Tiny functions for codecs, compilation, and (maybe) soon everything
Colloquium | January 25 | 12-1 p.m. | 430 Soda Hall
Keith Winstein, Stanford
Networks, applications, and media codecs frequently treat one another as strangers. By expressing large systems as compositions of small, pure functions, we've found it's possible to achieve tighter couplings between these components, improving performance without giving up modularity or the ability to debug. I'll discuss our experience with systems that demonstrate this basic idea: ExCamera (NSDI 2017) parallelizes video encoding into thousands of tiny tasks, each handling a fraction of a second of video, much shorter than the interval between key frames, and executing in parallel on AWS Lambda.

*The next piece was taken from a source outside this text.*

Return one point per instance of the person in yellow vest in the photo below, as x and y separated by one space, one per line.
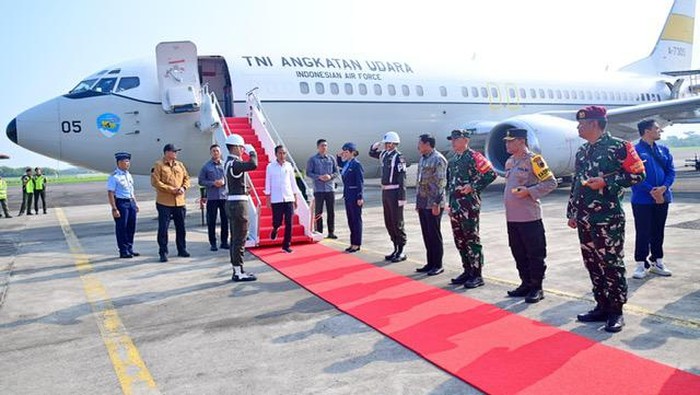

This was the first system to demonstrate "burst-parallel" thousands-way computation on functions-as-a-service infrastructure. Salsify (NSDI 2018) is a low-latency network video system that uses a purely functional video codec to explore execution paths of the encoder without committing to them, allowing it to closely match the capacity estimates from a video-aware transport protocol. This architecture outperforms more loosely-coupled applications -- Skype, Facetime, Hangouts, WebRTC -- in delay and visual quality, and suggests that while improvements in video codecs may have reached the point of diminishing returns, video systems still have low-hanging fruit. Lepton (NSDI 2017) uses a purely functional JPEG/VP8 transcoder to compress images in parallel across a distributed network filesystem with arbitrary block boundaries. This free-software system is in production at Dropbox and has compressed, by 23%, more than 200 petabytes of user JPEGs.
Based on our experience, we propose a general abstraction for outsourced morsels of computation, called cloud "thunks" -- stateless closures that describe their data dependencies by content-hash. We have created a tool that uses this abstraction to capture off-the-shelf Makefiles and other build systems, letting the user treat a FaaS service like an outsourced build farm with global memoization of results. The bottom line: expressing systems and protocols as compositions of small, pure functions will lead to a new wave of "general-purpose" lambda computing, permitting us to transform many time-consuming operations into large numbers of functions executing with massive parallelism for short durations in the cloud.